Вот Горалик пишет про сквер в аду – что, мол, это как в детстве, когда ты весь в радости, между качелями и качелями забежал, задержался в сквере, и вдруг всю полноту мая, солнца и счастья своего ощутил, такой вот будет и сквер, куда попадешь потом, после детства и всего, только – без радости.
Сразу вспомнился ад Клайва Льюиса («Письма Баламута», «Расторжение брака»), про который он писал, что он безрадостный и юмора в нем нет.
Ад, писал Льюис, очень серьезная организация. Регламентированная. Принуждение и тоска. Там все «мают» друг друга, потому что сами маются – это опять Горалик.
Еще вспоминается «Современный патерик» Кучерской – это когда Горалик пишет о Наивном Праведнике, который лоб расшибал в молитве, а святости не стяжал и на Бога обиделся.

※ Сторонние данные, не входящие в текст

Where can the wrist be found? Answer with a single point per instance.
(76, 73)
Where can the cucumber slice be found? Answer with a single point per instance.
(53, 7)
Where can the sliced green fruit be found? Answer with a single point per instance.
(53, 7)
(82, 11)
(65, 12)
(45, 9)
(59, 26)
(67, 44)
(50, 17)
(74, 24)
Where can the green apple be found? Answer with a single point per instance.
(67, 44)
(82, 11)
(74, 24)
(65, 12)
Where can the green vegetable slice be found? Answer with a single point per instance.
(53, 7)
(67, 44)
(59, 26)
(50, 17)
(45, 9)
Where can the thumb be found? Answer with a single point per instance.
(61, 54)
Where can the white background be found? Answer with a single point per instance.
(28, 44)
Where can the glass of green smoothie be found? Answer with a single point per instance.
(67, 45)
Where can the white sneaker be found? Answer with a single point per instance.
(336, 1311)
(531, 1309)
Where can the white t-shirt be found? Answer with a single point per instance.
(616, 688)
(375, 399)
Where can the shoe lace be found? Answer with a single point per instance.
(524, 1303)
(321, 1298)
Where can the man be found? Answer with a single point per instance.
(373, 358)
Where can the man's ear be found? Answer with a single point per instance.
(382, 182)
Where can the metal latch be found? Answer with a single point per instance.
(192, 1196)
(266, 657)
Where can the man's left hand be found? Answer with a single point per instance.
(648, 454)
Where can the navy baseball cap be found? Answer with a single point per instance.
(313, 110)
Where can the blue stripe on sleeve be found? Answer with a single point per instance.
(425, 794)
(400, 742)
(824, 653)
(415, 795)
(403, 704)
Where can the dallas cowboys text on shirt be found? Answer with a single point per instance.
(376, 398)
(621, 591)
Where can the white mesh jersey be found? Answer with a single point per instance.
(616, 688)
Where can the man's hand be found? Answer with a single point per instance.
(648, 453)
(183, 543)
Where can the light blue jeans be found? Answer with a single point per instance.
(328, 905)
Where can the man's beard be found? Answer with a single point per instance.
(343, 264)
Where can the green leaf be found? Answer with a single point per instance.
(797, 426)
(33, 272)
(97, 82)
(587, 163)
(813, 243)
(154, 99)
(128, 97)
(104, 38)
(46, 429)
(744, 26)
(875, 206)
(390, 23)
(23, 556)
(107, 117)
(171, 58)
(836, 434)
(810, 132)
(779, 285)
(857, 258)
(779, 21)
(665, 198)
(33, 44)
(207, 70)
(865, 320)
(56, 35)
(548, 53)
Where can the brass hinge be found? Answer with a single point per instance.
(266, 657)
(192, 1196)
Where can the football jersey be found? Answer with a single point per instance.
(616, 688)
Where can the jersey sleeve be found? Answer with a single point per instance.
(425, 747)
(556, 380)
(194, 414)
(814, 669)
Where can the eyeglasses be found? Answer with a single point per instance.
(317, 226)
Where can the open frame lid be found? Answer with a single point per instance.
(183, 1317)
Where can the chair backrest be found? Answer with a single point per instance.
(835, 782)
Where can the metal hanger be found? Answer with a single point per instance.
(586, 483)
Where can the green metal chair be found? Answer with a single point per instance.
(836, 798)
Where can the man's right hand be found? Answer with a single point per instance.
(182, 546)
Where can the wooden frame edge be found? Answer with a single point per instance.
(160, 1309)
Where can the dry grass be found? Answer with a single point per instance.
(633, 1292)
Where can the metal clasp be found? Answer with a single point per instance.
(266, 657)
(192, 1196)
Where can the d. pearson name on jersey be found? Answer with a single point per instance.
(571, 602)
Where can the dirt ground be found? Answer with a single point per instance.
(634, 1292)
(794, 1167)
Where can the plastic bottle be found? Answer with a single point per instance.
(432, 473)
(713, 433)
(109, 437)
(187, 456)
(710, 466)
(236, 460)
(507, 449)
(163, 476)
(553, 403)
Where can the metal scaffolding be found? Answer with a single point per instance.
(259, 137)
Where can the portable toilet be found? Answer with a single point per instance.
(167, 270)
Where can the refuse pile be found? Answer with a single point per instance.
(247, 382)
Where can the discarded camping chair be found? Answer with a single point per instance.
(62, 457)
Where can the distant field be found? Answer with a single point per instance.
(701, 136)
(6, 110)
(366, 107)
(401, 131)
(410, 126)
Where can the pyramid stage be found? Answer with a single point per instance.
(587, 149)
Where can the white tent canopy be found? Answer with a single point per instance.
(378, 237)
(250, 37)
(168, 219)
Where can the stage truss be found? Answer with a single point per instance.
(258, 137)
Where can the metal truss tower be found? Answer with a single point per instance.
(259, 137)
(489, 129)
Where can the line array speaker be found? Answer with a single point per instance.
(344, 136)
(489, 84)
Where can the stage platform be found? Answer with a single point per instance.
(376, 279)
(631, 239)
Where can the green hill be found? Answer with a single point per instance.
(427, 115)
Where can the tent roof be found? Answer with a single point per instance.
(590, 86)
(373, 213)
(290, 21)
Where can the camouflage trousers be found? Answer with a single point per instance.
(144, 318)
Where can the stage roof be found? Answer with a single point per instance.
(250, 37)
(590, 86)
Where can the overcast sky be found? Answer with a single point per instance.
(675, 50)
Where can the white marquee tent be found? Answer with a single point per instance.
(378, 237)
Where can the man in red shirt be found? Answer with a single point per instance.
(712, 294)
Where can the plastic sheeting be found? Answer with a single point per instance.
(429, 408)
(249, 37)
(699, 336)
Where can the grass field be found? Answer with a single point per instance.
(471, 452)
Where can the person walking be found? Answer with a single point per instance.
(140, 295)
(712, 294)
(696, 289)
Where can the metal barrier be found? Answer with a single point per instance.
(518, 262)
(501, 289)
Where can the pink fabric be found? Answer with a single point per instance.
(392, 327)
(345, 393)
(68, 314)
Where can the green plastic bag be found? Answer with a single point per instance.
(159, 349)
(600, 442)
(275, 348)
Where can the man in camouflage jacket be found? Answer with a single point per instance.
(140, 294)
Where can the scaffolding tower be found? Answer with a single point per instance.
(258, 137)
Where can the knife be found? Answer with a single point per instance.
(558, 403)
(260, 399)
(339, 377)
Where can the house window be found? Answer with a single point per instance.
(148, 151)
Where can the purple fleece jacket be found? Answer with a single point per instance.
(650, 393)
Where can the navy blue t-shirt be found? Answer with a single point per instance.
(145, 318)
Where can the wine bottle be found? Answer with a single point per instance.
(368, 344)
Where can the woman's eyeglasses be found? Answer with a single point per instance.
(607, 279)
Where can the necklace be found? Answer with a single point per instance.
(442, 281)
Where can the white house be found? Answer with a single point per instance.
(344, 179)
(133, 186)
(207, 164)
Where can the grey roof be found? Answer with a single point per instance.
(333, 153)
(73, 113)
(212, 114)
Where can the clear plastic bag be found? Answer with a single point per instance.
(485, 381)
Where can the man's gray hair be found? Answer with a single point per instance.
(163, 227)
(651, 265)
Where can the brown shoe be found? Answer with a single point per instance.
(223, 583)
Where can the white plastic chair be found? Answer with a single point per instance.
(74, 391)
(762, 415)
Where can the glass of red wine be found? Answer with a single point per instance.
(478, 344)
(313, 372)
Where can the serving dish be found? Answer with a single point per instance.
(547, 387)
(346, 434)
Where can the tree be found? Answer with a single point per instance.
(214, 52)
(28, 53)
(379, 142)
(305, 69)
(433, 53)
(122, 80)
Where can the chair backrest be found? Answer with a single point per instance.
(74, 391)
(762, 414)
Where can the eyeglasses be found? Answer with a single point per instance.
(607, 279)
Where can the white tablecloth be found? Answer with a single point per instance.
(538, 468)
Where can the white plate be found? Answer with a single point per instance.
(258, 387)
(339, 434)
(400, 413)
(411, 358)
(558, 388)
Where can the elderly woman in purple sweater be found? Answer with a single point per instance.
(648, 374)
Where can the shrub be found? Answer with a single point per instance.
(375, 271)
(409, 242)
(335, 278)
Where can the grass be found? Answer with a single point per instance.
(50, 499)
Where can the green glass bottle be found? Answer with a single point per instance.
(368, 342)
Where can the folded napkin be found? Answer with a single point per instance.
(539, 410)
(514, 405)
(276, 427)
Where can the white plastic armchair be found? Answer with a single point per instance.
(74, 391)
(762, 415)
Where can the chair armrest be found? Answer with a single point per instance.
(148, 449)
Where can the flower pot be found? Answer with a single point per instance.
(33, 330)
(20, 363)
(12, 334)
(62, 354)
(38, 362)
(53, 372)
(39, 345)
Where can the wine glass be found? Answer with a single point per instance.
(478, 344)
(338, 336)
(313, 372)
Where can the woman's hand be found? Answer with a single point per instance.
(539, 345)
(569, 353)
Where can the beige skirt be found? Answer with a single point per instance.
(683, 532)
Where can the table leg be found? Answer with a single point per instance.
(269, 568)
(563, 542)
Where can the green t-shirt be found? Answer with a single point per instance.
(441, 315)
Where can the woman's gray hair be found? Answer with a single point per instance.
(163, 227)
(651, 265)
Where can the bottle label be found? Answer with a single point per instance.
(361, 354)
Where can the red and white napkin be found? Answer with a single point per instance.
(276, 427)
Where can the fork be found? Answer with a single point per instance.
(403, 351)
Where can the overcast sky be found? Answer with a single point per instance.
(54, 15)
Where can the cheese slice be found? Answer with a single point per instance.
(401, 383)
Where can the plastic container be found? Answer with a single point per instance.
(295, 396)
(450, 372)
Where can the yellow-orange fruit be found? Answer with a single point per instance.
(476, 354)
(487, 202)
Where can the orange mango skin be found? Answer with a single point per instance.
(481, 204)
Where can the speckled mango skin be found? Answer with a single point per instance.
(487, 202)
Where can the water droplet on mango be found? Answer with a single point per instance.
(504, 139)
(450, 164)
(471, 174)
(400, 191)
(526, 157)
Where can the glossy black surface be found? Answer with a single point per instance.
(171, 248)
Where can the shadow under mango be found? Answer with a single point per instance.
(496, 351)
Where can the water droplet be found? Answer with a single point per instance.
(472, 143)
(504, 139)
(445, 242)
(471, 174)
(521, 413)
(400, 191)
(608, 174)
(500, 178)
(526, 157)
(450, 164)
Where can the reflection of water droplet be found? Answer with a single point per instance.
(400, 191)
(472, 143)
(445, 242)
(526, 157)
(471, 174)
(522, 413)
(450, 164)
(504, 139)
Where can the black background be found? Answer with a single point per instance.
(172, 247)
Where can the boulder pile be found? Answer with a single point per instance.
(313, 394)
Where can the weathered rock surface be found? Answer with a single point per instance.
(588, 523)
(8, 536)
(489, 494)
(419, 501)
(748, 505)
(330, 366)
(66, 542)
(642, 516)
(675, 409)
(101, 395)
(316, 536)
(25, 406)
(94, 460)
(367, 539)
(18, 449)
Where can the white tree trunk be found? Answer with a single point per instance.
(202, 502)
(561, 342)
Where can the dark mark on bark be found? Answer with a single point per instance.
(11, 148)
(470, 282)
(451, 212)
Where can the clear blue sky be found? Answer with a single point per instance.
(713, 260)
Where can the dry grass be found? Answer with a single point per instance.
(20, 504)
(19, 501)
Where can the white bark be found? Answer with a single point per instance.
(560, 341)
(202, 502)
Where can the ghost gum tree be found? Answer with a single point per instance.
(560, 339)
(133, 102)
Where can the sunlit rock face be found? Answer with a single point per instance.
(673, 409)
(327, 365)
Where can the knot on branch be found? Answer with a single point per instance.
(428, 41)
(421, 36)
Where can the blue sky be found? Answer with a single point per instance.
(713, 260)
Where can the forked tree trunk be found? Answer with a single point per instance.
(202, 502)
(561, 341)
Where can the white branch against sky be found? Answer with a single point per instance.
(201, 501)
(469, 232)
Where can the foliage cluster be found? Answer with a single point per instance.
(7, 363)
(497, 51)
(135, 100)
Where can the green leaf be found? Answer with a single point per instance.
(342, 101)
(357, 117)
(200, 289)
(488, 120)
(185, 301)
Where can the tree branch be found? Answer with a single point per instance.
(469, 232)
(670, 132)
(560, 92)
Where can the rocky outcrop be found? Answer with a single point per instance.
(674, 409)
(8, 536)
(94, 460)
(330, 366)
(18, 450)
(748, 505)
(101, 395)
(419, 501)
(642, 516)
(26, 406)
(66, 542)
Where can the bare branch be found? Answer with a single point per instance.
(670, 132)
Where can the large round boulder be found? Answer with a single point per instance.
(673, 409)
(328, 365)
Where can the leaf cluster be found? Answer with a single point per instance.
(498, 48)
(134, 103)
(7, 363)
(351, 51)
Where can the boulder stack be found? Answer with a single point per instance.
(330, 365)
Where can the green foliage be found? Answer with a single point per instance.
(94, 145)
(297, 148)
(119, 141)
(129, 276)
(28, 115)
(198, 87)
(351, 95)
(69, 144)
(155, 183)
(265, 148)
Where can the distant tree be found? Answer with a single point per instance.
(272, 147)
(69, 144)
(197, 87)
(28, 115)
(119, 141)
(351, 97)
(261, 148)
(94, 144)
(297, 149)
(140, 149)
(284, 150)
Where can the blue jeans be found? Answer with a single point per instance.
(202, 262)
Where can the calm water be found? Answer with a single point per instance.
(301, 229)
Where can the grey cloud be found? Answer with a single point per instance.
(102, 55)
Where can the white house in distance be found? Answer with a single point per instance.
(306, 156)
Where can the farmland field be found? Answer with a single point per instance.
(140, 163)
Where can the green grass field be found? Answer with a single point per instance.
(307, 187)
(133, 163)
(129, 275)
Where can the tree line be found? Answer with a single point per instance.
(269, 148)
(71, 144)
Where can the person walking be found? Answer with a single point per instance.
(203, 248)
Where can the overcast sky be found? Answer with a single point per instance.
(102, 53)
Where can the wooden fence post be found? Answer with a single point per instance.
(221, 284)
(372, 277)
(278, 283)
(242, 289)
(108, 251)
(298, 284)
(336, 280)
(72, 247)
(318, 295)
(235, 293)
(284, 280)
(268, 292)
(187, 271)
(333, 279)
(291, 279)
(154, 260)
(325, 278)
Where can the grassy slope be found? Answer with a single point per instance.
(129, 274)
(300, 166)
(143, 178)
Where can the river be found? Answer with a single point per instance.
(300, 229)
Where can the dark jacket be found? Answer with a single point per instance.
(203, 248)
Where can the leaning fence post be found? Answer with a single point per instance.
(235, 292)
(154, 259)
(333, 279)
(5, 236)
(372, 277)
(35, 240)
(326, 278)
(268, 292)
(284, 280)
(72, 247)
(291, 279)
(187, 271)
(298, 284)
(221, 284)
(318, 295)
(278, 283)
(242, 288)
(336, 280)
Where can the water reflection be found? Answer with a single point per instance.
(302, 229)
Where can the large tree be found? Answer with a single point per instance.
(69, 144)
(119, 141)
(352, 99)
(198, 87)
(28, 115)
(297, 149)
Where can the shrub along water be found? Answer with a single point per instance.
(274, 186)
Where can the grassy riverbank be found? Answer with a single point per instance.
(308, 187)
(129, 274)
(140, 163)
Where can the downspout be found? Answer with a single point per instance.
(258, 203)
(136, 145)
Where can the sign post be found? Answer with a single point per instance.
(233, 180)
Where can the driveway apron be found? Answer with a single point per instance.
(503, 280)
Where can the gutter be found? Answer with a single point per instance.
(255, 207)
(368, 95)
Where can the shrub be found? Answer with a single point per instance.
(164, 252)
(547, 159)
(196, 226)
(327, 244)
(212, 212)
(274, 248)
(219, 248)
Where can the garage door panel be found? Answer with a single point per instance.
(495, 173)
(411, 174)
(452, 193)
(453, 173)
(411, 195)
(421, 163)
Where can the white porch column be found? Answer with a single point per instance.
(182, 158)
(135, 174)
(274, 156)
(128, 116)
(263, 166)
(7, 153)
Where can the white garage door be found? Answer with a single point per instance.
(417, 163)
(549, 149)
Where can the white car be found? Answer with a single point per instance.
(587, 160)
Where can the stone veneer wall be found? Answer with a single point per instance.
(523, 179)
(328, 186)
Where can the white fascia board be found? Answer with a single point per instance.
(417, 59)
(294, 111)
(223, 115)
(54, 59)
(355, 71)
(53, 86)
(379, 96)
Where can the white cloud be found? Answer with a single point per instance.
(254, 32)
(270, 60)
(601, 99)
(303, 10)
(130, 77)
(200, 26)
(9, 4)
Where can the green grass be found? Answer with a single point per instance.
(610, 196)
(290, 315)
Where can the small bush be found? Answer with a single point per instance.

Религиозный такой анекдот, и вроде издевательский, а посмотришь, учительствует и смиряет, как какая-нибудь толстовская сказочка.
И конечно, из недавнего приходит на ум первая повесть в книге Пелевина «Ананасная вода для прекрасной дамы» – самая сильная в книге (как в его более раннем сборнике «П5» самая сильная – «Зал поющих кариатид»). Там тоже игра: человека, умеющего подражать голосу Левитана, спецслужбы заставили говорить с американским президентом от имени Бога, а потом политическая конъюнктура поменялась, и герой с тем же жаром и убедительностью вещал голосами ада.
Вроде все понятно – условность, и Бога нет на них, чтобы вмешаться, прозвучать. Есть механический человечек, устройства, людская возня, мировой заговор.
Но вот эффект Пелевина, который умеет соединить стеб с духовностью: читая, слышишь не возню, а голос Бога, переворачивающий все внутри. Пелевин достоверно, художественными средствами, изображает путь человека к Богу (ни много ни мало внутренний опыт подвижника) и обратно, в отпадение, в ад (который и есть по сути максимальная удаленность от Бога).
Я даже выписала из него две цитаты, вполне способные составить писательский «патерик», – о самообмане и отчаянии человека:
«Лампа Ламп светила по-прежнему. Но я увидел, как отражается в ней мое сердце.
Оно не могло биться рядом с Сердцем Сердец. Оно не готово было гореть – о нет, оно просто хотело как можно больше райской халвы на халяву. Оно желало, чтобы его любили и ласкали в его мерзости и бесстыдстве, и чтобы на ложе этого наслаждения рядом с ним возлежал сам Господь.
И когда я постиг это про себя, то, вместо того чтобы отвергнуть свой грех, я отверг показавшее его зеркало. Я устыдился пронзающего меня Божьего взора и бросился в черную бездну, чтобы скрыть свой позор, хоть и знал, что это невозможно».